Over the years, Verzove has built those results into a catalogue that now includes more than 100 published authors. The publishing house operates with an all-inclusive publishing model and a manuscript-to-publication turnaround that can be as short as 30 days. Its books are distributed globally through Amazon, Kindle, and Google Books, allowing authors to reach readers beyond regional boundaries.
Those numbers matter for a simple reason.
They represent evidence.
For young founders, evidence often becomes the substitute for a lengthy résumé.
The story is not really about age. It is about the ability to create trust before traditional credentials exist.
Publishing history is filled with examples of institutions that earned authority through consistency rather than legacy. Independent presses rarely begin with prestige. They build it gradually through the quality of the books they publish and the relationships they maintain with authors.
Verzove’s catalogue reflects that process.
Half Love by Abhishek Shivhare, originally written in Hindi during the author’s first year of college, found a wider audience through its English edition and became an Amazon bestseller. At 137 pages, it is the kind of book many readers finish in a single sitting.
Drafts by Aaradhana Yadav achieved Amazon bestseller status in poetry, one of the most competitive and difficult categories for discoverability.
The Protectors: The Battle of the Unearthly by Harikrishna Ajayakumar expanded the catalogue into comics through Evero Comics. Set in the 1930s, the story follows a courier, his dog, and a woman as they confront a growing tyrannical force. The title became an Amazon bestseller across multiple categories and was later showcased at Comic Con Kerala.
Each title contributes to something larger than sales figures or rankings.
Together, they form a record.
That record becomes increasingly important when the founder’s age is the first thing people notice.
For many young entrepreneurs, credibility is often treated as something that arrives later. The assumption is that authority follows age, and age follows time.
Publishing suggests a more complicated reality.
Authority often follows delivery.
Authors remember responsiveness. They remember professionalism. They remember whether deadlines were met and whether promises were honoured. Readers remember books.

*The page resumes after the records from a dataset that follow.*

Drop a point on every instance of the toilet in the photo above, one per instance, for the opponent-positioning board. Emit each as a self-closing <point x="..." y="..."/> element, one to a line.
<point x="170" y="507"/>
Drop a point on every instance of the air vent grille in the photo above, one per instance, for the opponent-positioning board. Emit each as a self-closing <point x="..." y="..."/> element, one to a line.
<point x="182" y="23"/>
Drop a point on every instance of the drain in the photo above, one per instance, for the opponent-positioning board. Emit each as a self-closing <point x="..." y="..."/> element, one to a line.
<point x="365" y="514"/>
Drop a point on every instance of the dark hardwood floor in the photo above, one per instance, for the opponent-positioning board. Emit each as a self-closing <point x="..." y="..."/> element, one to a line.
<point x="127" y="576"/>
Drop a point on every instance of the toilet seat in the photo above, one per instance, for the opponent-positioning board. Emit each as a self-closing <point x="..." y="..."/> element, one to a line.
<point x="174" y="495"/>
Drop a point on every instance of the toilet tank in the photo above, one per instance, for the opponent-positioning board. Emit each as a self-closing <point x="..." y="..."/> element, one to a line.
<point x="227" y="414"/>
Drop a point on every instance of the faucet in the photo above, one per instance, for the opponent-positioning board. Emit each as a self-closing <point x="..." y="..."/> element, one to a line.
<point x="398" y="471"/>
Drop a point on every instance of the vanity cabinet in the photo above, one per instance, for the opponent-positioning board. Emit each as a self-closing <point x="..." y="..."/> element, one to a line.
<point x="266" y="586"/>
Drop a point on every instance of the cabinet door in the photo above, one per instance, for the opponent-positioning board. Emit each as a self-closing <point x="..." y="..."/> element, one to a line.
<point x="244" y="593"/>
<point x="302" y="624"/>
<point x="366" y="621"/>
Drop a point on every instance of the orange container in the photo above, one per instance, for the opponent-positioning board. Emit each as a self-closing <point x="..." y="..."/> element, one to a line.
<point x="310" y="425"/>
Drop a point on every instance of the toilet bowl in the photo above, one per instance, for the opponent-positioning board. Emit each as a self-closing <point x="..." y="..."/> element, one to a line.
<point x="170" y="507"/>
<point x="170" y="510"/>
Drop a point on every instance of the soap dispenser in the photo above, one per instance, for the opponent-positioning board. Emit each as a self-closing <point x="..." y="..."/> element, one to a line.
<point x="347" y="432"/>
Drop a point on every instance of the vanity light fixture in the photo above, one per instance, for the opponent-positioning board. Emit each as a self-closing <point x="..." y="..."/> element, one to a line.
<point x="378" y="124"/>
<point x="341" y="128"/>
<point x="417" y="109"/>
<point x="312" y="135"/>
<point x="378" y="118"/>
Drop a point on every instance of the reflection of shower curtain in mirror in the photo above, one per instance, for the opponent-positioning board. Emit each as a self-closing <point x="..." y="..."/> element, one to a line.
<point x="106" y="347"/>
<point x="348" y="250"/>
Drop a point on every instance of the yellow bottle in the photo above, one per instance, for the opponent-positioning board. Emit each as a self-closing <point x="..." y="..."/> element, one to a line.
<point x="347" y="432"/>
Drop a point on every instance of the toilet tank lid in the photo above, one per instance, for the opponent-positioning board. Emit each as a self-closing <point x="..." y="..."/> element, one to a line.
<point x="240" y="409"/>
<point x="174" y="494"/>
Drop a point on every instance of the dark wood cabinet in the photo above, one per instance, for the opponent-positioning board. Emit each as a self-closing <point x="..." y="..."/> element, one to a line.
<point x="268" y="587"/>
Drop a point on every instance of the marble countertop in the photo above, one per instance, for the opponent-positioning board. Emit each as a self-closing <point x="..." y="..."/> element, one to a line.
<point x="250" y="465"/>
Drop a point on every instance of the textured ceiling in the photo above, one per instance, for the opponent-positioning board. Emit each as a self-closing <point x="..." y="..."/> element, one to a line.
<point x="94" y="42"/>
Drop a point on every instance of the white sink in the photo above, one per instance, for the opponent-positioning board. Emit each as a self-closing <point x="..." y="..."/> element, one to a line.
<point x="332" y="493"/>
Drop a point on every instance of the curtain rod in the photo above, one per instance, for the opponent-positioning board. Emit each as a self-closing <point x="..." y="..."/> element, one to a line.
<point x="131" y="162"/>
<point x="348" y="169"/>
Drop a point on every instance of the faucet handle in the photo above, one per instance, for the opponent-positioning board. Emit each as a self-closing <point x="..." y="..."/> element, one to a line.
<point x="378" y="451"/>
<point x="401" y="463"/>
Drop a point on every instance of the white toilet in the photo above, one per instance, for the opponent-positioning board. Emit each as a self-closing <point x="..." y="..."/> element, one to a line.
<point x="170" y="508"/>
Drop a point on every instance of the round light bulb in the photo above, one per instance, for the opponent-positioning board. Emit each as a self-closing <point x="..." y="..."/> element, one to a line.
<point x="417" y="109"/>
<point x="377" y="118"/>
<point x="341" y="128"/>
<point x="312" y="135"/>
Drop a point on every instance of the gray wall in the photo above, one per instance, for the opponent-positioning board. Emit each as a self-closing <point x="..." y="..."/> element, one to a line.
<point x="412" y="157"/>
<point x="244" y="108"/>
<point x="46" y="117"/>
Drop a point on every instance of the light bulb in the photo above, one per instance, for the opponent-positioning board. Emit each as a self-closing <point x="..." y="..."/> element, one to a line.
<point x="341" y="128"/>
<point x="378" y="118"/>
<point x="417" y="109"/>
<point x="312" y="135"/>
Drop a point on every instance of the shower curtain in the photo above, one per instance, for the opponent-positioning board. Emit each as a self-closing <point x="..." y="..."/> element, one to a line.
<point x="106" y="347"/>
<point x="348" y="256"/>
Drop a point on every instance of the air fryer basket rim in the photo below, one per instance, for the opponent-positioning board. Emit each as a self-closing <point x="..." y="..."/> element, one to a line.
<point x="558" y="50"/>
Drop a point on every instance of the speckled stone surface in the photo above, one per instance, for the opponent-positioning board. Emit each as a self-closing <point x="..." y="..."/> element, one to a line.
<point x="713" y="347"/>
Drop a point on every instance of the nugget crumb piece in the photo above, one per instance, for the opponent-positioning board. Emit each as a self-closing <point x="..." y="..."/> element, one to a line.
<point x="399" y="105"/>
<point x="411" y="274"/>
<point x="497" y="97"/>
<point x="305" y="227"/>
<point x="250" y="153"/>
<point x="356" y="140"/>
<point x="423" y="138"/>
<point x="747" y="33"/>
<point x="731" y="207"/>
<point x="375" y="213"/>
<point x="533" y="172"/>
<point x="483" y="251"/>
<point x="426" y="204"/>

The industry remembers outcomes.
A founder’s age may begin the conversation, but it rarely determines how the conversation ends.
Today, as Verzove continues to grow from its base in Indore, the company’s story offers an interesting case study in independent publishing. It demonstrates that while experience remains valuable, credibility is not exclusively tied to years spent in an industry.
Sometimes it is built through persistence.
Sometimes it is built through execution.
And sometimes it is built by a 19-year-old named Vandana who decided to start publishing books before anyone expected her to.
The publishing world still values experience.
But increasingly, it also values proof.
And proof, unlike a CV, does not care how old you are.